Some time ago, we wrote about the not-so-apparent connection between cyber attacks and HSE risk. As cyber attacks grow in number and sophistication, their reach and impacts are also evolving. The November 2015 issue of Financier Worldwide Magazine includes a feature focused specifically on the unique aspects of cyber attacks on the energy and natural resources sector. One of the contributors to the discussion panel stated:
Whilst the target of cyber attacks on most companies is data theft, energy and natural resources companies face the additional threat of attacks designed to control or damage their physical facilities. These are wholly different threats requiring wholly different responses.
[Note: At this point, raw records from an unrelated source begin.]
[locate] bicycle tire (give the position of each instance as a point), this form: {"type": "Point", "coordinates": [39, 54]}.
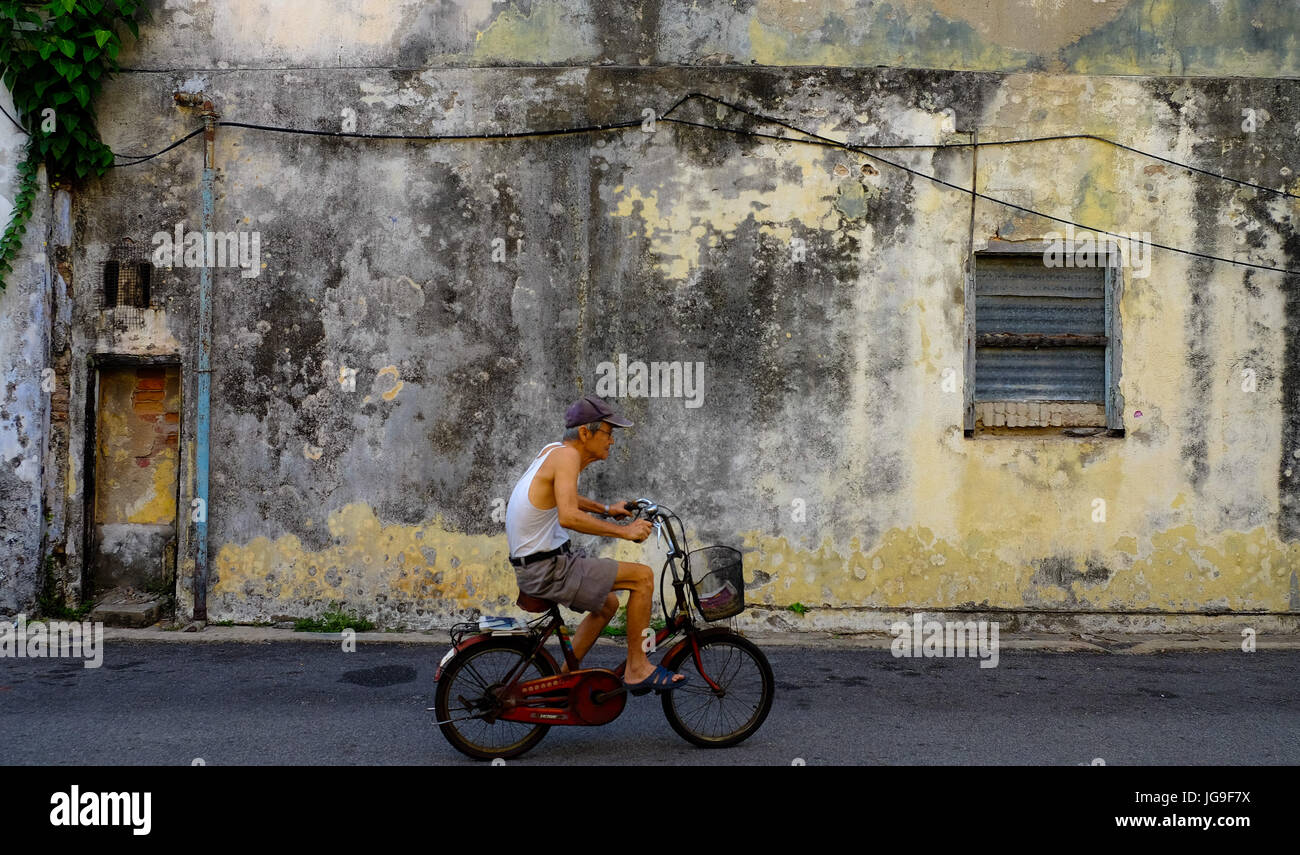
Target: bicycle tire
{"type": "Point", "coordinates": [471, 675]}
{"type": "Point", "coordinates": [727, 658]}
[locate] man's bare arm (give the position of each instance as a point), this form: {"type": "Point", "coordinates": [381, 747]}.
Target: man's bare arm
{"type": "Point", "coordinates": [571, 504]}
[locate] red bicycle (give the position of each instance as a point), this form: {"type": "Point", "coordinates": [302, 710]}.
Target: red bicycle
{"type": "Point", "coordinates": [499, 691]}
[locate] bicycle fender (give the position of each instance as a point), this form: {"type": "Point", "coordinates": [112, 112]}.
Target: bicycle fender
{"type": "Point", "coordinates": [485, 637]}
{"type": "Point", "coordinates": [701, 634]}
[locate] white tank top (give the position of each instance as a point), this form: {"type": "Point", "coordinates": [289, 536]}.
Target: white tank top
{"type": "Point", "coordinates": [528, 528]}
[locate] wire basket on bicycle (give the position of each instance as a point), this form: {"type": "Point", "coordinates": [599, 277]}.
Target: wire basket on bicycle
{"type": "Point", "coordinates": [716, 581]}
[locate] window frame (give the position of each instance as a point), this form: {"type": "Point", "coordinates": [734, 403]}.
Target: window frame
{"type": "Point", "coordinates": [1113, 357]}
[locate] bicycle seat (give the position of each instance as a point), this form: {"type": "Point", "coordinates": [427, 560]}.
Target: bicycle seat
{"type": "Point", "coordinates": [531, 603]}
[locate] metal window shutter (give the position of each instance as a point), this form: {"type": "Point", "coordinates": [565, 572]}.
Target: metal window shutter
{"type": "Point", "coordinates": [1018, 294]}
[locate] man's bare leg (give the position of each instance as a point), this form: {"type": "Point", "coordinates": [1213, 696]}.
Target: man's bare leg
{"type": "Point", "coordinates": [638, 581]}
{"type": "Point", "coordinates": [590, 628]}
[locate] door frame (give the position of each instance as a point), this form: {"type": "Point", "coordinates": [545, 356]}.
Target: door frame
{"type": "Point", "coordinates": [96, 363]}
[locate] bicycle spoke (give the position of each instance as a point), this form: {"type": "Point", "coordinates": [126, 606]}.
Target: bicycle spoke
{"type": "Point", "coordinates": [715, 716]}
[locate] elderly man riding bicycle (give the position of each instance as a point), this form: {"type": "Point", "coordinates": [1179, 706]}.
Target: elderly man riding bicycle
{"type": "Point", "coordinates": [544, 503]}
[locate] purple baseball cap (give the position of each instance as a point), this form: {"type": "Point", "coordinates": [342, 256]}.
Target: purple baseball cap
{"type": "Point", "coordinates": [590, 408]}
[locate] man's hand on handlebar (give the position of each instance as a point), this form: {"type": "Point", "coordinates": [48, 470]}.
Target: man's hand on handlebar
{"type": "Point", "coordinates": [637, 530]}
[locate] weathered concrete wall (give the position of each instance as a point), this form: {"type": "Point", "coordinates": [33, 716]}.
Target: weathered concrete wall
{"type": "Point", "coordinates": [424, 312]}
{"type": "Point", "coordinates": [25, 326]}
{"type": "Point", "coordinates": [1194, 38]}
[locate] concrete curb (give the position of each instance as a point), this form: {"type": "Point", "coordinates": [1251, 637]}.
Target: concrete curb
{"type": "Point", "coordinates": [1065, 643]}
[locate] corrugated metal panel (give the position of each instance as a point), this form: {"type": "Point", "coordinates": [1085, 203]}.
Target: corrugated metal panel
{"type": "Point", "coordinates": [1047, 373]}
{"type": "Point", "coordinates": [1027, 276]}
{"type": "Point", "coordinates": [1040, 315]}
{"type": "Point", "coordinates": [1019, 294]}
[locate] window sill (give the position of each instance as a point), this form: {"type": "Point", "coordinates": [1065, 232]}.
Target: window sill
{"type": "Point", "coordinates": [1045, 432]}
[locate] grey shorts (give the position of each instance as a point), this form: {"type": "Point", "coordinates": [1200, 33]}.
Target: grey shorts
{"type": "Point", "coordinates": [573, 580]}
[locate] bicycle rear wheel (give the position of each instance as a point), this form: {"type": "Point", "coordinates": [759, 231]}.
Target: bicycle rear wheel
{"type": "Point", "coordinates": [720, 719]}
{"type": "Point", "coordinates": [466, 699]}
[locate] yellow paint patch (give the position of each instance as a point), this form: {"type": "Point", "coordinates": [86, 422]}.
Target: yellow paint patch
{"type": "Point", "coordinates": [914, 569]}
{"type": "Point", "coordinates": [157, 507]}
{"type": "Point", "coordinates": [424, 565]}
{"type": "Point", "coordinates": [676, 230]}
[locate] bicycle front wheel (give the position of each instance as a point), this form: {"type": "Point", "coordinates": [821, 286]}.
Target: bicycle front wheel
{"type": "Point", "coordinates": [719, 719]}
{"type": "Point", "coordinates": [467, 699]}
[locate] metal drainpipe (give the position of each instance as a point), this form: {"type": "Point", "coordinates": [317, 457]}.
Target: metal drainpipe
{"type": "Point", "coordinates": [204, 370]}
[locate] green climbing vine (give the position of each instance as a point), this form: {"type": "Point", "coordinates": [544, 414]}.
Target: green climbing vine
{"type": "Point", "coordinates": [55, 59]}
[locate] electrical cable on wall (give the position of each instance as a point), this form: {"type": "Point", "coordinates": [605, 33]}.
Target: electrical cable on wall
{"type": "Point", "coordinates": [815, 139]}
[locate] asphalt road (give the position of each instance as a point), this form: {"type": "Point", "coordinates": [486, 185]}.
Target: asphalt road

Given this statement (which mirrors the story we told in our earlier article), the linkage between cyber risk and HSE incidents is clear. Safety mechanisms could be circumvented causing unanticipated startup of equipment while employees are conducting maintenance or repairs. Operational controls could be bypassed allowing for runaway reactions, inaccurate or nonfunctioning monitoring equipment or equipment to operate beyond physical or legal limitations. Clearly, employee safety, environmental compliance and catastrophic releases are all at risk.
What are some of the “different responses” as referred to above? First and foremost, recognition of the linkage of HSE and IT security. We recommend that HSE staff spend time with IT personnel to understand the extent of computerized operational controls to understand what systems and processes are dependent on IT systems. From there, conduct an HSE risk assessment in order to develop potential responses and risk controls. Appropriate controls should not be limited to IT security solutions to prevent occurrences, but should also include risk mitigation and responses in the event that an HSE incident occurs as a result of a breach. Another panelist in the Financier Worldwide article states:
… consider other risk strategies such as transfer through insurance and mitigating the level of impact or the probability of occurrence.
We agree. But it begins with recognizing the connections between computer security and the potential HSE impacts.